The notes themselves are fantastic, but what made me practically fall out of my chair was what he has in the appendix: a complete Manchu version of the Art of War in romanized text. And if that’s not enough, English glosses are given for each word/phrase! The romanization and glosses are provided by Hoong Teik Toh at Academia Sinica in Taiwan. Of all of the Manchu study materials that I’ve seen, this one has got to be the coolest!
And as Mark Swofford says in his announcement on Pinyin.info, this is most probably the longest piece of romanized Manchu text on the web. That makes it like a tiny little corpus (TLC™). So I started playing around with it, doing things that one might do with a corpus….
First of all, I have to confess that I’ve not kept up with something I should have: Natural Language Processing. I started learning Python and the Natural Language Tool Kit, and then stopped. I should really get back to learning it, because I’ll probably keep using it for the rest of my life. It would have been just the thing to use for playing around with this tiny little corpus. Anyway, I had to use what I’ve been using since before the NLTK came around.
Before I proceeded, I converted the romanization system to one that’s more computer-friendly. In the traditional P.G. Möllendorff romanization system, there are two letters with diacritics: š and û. Since these can’t be typed very easily, a modification has appeared on the web (I don’t know its origin) that substitutes every instance of š with x,and every instance of û with v. So I replaced the relevant letters with their more modern equivalents.
I extracted the text and dumped it into MS Word, cleaned it up by removing anything that’s not a Manchu word, put all of the words into one column, dumped it into Excel, and then sorted and subtotaled to produce a word frequency list. I also did a character frequency list.

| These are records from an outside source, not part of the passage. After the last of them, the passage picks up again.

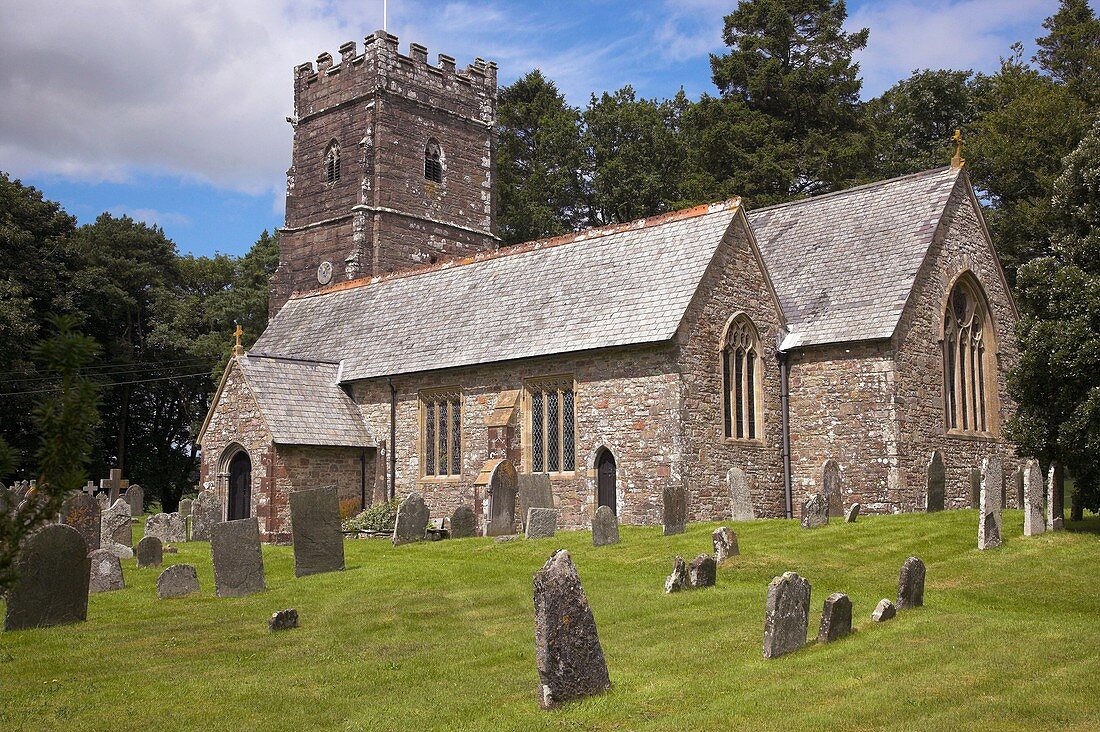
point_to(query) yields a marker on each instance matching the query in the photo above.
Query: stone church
(858, 340)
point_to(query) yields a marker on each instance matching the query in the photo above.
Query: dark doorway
(605, 479)
(240, 487)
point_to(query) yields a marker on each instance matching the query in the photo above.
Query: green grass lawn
(441, 636)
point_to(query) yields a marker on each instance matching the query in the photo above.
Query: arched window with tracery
(332, 162)
(740, 380)
(967, 360)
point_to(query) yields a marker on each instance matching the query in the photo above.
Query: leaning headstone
(318, 542)
(168, 527)
(52, 580)
(989, 517)
(83, 513)
(814, 512)
(787, 615)
(150, 552)
(541, 523)
(238, 560)
(740, 496)
(116, 526)
(911, 585)
(702, 571)
(725, 544)
(176, 581)
(568, 654)
(206, 512)
(883, 611)
(604, 527)
(678, 579)
(411, 523)
(936, 482)
(463, 523)
(831, 489)
(836, 618)
(675, 510)
(106, 572)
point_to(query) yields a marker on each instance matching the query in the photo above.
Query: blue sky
(173, 111)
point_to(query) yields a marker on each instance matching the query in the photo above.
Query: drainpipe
(784, 408)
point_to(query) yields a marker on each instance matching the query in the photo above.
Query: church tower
(392, 167)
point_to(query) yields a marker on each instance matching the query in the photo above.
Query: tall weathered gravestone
(52, 588)
(238, 559)
(568, 654)
(787, 615)
(315, 520)
(936, 483)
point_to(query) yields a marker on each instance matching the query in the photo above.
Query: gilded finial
(957, 160)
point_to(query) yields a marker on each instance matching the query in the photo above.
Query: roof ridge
(535, 244)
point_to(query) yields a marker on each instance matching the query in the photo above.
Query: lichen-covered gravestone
(83, 513)
(541, 523)
(911, 583)
(52, 586)
(106, 572)
(568, 654)
(411, 523)
(318, 542)
(463, 523)
(675, 510)
(989, 516)
(787, 615)
(238, 560)
(150, 552)
(177, 581)
(604, 527)
(836, 618)
(814, 512)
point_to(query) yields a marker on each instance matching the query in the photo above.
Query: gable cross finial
(957, 160)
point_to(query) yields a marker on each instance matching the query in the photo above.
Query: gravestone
(238, 560)
(52, 586)
(150, 552)
(911, 583)
(725, 544)
(168, 527)
(541, 523)
(836, 618)
(604, 527)
(83, 513)
(106, 572)
(702, 571)
(534, 491)
(177, 581)
(787, 615)
(463, 523)
(814, 512)
(315, 522)
(883, 611)
(678, 579)
(135, 496)
(206, 512)
(568, 654)
(116, 525)
(675, 510)
(740, 496)
(831, 489)
(411, 523)
(989, 516)
(1034, 523)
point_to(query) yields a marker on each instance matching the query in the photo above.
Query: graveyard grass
(440, 635)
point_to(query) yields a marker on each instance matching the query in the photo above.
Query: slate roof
(844, 264)
(613, 286)
(303, 403)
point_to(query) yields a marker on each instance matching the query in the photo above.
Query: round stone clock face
(325, 273)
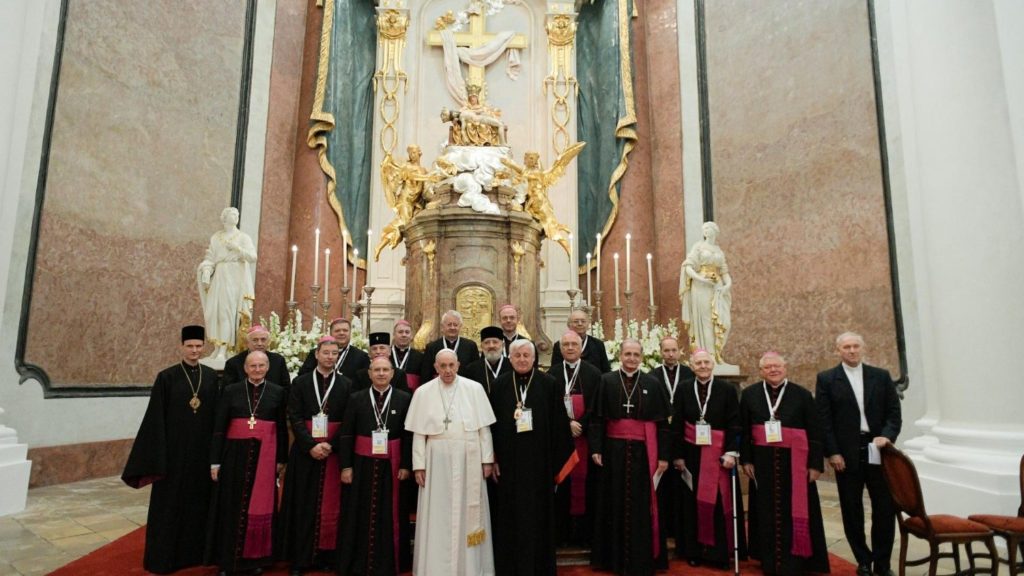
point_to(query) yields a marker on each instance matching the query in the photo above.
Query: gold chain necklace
(195, 402)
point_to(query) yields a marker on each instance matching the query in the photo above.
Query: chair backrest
(901, 476)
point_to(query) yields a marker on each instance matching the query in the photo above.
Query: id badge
(525, 421)
(773, 432)
(380, 442)
(320, 425)
(704, 435)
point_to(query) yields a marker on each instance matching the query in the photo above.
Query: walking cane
(733, 479)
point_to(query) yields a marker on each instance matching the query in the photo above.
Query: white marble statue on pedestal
(706, 291)
(14, 470)
(226, 283)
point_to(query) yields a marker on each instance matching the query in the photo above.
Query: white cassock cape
(453, 505)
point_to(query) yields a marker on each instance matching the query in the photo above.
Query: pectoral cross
(476, 37)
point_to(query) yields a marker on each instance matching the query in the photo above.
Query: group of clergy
(500, 461)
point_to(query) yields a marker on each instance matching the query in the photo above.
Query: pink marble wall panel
(140, 167)
(797, 179)
(284, 120)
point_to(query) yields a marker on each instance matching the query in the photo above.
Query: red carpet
(124, 558)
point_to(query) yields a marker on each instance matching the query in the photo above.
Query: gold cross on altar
(476, 37)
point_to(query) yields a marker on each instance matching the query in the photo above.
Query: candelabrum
(314, 288)
(626, 321)
(572, 292)
(344, 298)
(369, 290)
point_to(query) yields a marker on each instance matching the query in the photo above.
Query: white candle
(316, 256)
(572, 268)
(650, 280)
(629, 237)
(588, 278)
(295, 256)
(370, 248)
(355, 272)
(616, 278)
(327, 274)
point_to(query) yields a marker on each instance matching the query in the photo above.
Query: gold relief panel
(475, 303)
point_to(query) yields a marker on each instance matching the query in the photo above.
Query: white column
(955, 128)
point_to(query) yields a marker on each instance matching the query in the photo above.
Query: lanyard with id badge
(702, 428)
(320, 419)
(523, 416)
(773, 426)
(379, 436)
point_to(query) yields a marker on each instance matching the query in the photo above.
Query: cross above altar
(476, 37)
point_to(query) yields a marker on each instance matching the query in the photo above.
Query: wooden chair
(901, 476)
(1009, 527)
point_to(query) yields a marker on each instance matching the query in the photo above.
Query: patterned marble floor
(67, 522)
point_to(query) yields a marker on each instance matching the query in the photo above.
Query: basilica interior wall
(797, 180)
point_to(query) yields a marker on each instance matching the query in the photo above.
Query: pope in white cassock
(452, 455)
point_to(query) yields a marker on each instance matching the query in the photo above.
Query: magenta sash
(796, 441)
(365, 447)
(331, 497)
(645, 432)
(259, 517)
(714, 481)
(578, 480)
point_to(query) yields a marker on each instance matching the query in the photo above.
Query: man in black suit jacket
(350, 359)
(257, 338)
(593, 348)
(464, 348)
(859, 406)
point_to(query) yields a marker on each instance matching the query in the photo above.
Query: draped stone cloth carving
(479, 56)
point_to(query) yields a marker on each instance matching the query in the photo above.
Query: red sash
(714, 481)
(645, 432)
(259, 517)
(331, 497)
(796, 441)
(365, 447)
(578, 480)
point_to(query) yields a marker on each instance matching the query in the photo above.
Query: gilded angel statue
(404, 191)
(538, 181)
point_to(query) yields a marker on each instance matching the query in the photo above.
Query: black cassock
(671, 488)
(303, 516)
(367, 535)
(171, 451)
(722, 413)
(239, 458)
(577, 529)
(522, 499)
(483, 372)
(235, 369)
(623, 527)
(770, 519)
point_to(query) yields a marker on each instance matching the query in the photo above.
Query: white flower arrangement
(294, 342)
(649, 335)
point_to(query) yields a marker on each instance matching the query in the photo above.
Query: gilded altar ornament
(475, 123)
(391, 29)
(517, 253)
(538, 182)
(561, 37)
(404, 191)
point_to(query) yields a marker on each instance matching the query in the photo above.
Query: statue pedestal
(14, 471)
(461, 259)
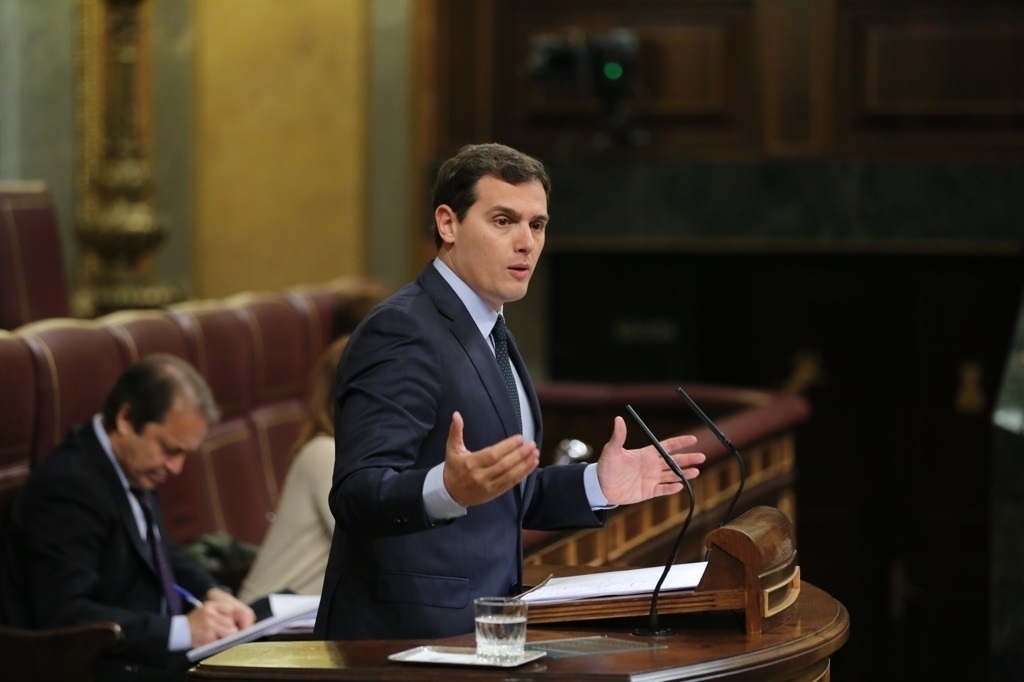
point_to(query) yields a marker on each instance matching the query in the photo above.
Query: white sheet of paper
(617, 583)
(285, 604)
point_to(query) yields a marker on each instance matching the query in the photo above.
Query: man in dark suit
(79, 544)
(436, 467)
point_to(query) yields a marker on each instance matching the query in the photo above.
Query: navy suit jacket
(392, 572)
(74, 554)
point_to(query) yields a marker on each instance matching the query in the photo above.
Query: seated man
(87, 540)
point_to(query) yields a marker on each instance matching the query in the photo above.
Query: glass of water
(501, 629)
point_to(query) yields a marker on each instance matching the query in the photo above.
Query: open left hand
(628, 476)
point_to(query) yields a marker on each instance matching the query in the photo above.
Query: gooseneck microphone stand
(653, 629)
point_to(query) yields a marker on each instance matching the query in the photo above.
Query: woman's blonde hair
(321, 396)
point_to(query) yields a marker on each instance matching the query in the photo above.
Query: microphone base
(652, 632)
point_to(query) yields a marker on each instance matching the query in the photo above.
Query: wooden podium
(791, 630)
(752, 568)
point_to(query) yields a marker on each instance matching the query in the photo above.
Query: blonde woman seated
(294, 553)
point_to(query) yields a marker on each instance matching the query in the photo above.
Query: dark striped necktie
(502, 354)
(159, 555)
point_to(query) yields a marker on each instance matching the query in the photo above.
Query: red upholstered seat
(223, 351)
(221, 488)
(76, 364)
(283, 345)
(18, 416)
(33, 285)
(141, 333)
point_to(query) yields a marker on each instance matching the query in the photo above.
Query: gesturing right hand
(472, 478)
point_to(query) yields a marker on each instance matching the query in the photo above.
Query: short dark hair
(150, 388)
(457, 177)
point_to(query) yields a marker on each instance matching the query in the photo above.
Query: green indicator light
(612, 71)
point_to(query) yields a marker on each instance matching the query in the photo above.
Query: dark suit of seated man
(78, 548)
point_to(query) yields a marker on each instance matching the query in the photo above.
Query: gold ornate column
(117, 227)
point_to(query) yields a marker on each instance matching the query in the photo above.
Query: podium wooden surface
(701, 646)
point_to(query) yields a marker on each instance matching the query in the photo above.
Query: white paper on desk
(285, 604)
(295, 609)
(617, 583)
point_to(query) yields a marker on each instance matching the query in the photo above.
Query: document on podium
(616, 583)
(289, 611)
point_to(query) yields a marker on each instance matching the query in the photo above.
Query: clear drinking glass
(501, 629)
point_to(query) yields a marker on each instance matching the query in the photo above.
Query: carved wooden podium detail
(752, 568)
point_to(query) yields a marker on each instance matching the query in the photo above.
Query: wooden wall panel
(931, 79)
(695, 86)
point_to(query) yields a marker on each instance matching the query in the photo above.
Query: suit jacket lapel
(118, 494)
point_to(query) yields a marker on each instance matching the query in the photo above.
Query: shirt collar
(104, 441)
(480, 310)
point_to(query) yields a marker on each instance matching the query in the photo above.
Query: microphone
(728, 445)
(653, 630)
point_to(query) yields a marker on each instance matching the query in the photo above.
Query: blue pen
(188, 596)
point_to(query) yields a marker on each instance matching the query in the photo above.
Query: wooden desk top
(707, 646)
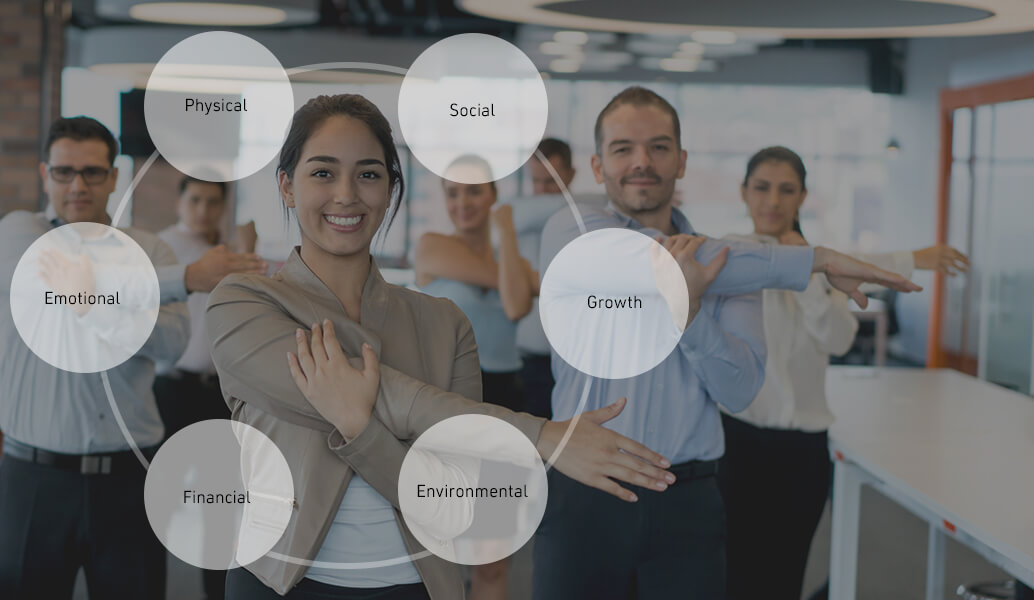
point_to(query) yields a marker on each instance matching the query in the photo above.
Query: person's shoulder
(169, 234)
(749, 238)
(150, 242)
(249, 286)
(428, 308)
(21, 219)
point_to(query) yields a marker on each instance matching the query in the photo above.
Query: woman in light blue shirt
(494, 290)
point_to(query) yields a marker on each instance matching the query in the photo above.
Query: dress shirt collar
(373, 305)
(182, 229)
(57, 221)
(677, 218)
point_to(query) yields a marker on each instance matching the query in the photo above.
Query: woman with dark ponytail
(776, 473)
(342, 371)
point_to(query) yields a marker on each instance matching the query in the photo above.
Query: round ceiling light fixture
(789, 19)
(233, 13)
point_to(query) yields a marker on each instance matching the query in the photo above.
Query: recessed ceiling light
(207, 13)
(679, 64)
(691, 48)
(713, 36)
(565, 65)
(578, 37)
(557, 49)
(977, 18)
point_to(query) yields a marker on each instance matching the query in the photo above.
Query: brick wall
(27, 68)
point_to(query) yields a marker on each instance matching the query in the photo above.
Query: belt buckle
(93, 465)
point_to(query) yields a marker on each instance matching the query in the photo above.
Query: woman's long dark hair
(780, 154)
(308, 118)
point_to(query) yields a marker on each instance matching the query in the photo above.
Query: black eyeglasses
(91, 175)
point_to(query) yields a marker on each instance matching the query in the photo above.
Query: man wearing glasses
(71, 491)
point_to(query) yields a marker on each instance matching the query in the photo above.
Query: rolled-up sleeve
(726, 349)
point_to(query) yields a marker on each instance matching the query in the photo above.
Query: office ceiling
(788, 19)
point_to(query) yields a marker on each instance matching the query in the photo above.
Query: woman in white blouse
(774, 475)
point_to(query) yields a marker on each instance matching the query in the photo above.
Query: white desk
(954, 450)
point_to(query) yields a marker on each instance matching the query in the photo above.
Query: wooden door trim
(1017, 88)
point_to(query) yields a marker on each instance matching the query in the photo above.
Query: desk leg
(844, 550)
(881, 339)
(935, 563)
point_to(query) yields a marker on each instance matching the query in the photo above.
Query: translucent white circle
(613, 303)
(217, 106)
(473, 489)
(473, 94)
(85, 297)
(218, 495)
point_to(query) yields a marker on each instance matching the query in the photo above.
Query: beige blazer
(429, 371)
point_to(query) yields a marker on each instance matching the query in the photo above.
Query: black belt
(202, 379)
(83, 463)
(694, 470)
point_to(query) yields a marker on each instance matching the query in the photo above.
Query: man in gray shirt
(70, 487)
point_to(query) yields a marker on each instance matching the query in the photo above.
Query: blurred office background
(915, 120)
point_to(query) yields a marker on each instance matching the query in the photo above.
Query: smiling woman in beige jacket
(342, 371)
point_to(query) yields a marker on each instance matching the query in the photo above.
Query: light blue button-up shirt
(673, 408)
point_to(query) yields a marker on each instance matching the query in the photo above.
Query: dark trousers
(538, 377)
(182, 402)
(774, 483)
(188, 400)
(243, 586)
(504, 389)
(55, 521)
(668, 545)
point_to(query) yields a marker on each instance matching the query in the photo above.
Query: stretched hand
(792, 238)
(846, 273)
(206, 273)
(340, 393)
(698, 276)
(598, 456)
(941, 258)
(67, 276)
(503, 217)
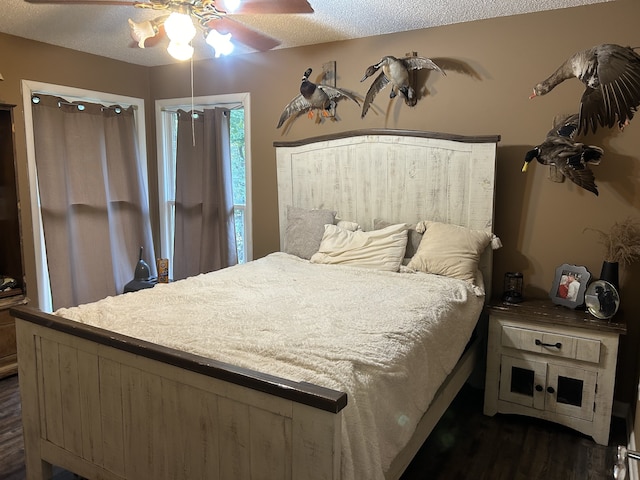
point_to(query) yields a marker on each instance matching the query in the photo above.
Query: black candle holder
(513, 287)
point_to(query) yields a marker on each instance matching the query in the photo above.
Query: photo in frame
(569, 285)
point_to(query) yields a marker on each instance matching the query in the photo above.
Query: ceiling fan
(180, 19)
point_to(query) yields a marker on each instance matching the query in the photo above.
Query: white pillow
(378, 249)
(450, 250)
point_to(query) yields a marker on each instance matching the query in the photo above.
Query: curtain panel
(205, 238)
(94, 205)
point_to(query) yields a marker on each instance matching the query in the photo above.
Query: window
(70, 94)
(166, 125)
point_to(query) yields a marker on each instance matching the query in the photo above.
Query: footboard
(107, 406)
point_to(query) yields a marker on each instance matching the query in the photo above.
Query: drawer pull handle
(553, 345)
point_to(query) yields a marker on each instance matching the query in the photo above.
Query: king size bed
(331, 359)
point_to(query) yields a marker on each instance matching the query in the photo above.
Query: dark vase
(610, 273)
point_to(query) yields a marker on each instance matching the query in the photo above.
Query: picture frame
(564, 291)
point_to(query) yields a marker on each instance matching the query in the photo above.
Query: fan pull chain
(193, 128)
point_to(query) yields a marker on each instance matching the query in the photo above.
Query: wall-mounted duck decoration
(322, 98)
(569, 157)
(611, 74)
(396, 72)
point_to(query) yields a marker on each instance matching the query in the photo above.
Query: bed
(161, 384)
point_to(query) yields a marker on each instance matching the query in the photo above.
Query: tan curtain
(95, 211)
(204, 220)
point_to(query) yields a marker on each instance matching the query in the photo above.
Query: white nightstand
(550, 362)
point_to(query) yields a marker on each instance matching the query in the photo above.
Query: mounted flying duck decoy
(571, 158)
(396, 72)
(322, 98)
(611, 74)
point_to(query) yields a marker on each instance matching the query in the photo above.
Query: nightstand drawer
(566, 346)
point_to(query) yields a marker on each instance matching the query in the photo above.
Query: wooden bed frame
(106, 406)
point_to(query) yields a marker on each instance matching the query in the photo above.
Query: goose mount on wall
(215, 18)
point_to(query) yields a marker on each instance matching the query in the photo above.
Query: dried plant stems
(621, 242)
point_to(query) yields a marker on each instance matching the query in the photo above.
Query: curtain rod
(78, 103)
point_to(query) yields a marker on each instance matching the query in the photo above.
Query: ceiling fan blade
(240, 33)
(84, 2)
(270, 6)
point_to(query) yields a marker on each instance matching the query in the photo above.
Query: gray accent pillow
(305, 229)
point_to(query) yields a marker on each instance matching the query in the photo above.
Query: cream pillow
(378, 249)
(450, 250)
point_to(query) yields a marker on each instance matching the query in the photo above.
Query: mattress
(387, 339)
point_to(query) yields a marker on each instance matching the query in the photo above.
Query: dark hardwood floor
(465, 445)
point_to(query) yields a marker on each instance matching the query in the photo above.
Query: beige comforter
(387, 339)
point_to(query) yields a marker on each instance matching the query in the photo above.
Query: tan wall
(491, 67)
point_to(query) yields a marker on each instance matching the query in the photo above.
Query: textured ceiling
(103, 30)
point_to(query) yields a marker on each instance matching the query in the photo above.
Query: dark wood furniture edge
(300, 392)
(545, 311)
(389, 131)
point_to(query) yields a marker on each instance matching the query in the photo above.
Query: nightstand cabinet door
(555, 388)
(573, 391)
(523, 381)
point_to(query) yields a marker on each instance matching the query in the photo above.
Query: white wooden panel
(396, 178)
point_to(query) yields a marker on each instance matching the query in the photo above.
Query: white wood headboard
(395, 175)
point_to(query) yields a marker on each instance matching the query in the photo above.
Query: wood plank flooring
(466, 445)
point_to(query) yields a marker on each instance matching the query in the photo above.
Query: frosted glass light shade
(230, 6)
(220, 43)
(180, 28)
(180, 51)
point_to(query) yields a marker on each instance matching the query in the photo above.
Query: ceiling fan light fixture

The character frequencies:
Total 32,139 Characters.
Looking at this, also it seems that the Chinese sound [ʣ] is represented 16 times, and that it is romanized as dz. Scanning through the text, it looks like it is perhaps exclusively used for the name Sun Zi.
[080922 – I noticed that in the word frequency list, “dz” only appears 14 times. There is another word that appears twice: dzu. I can’t find this in any dictionary, and the glosses that are given don’t seem to mention it. Does anybody have an idea what this might mean?]
The top 100 words (of course raw and unlemmatized):
Someday perhaps I’ll be inspired to add meanings, but for now I’ll just make an observation. In most word frequency lists that I’ve seen, most of the commonest words are function words. For a highly inflected language like Manchu, we can expect lexical words (or content words) to appear sooner. In this list, five of the first twenty are lexical words: cooha (military), bata (enemy), afara (battle), aisi (benefit), and coohai (military (attrib. form)). Making a word frequency list on a tiny little corpus such as this can give us some insight into what a text is all about.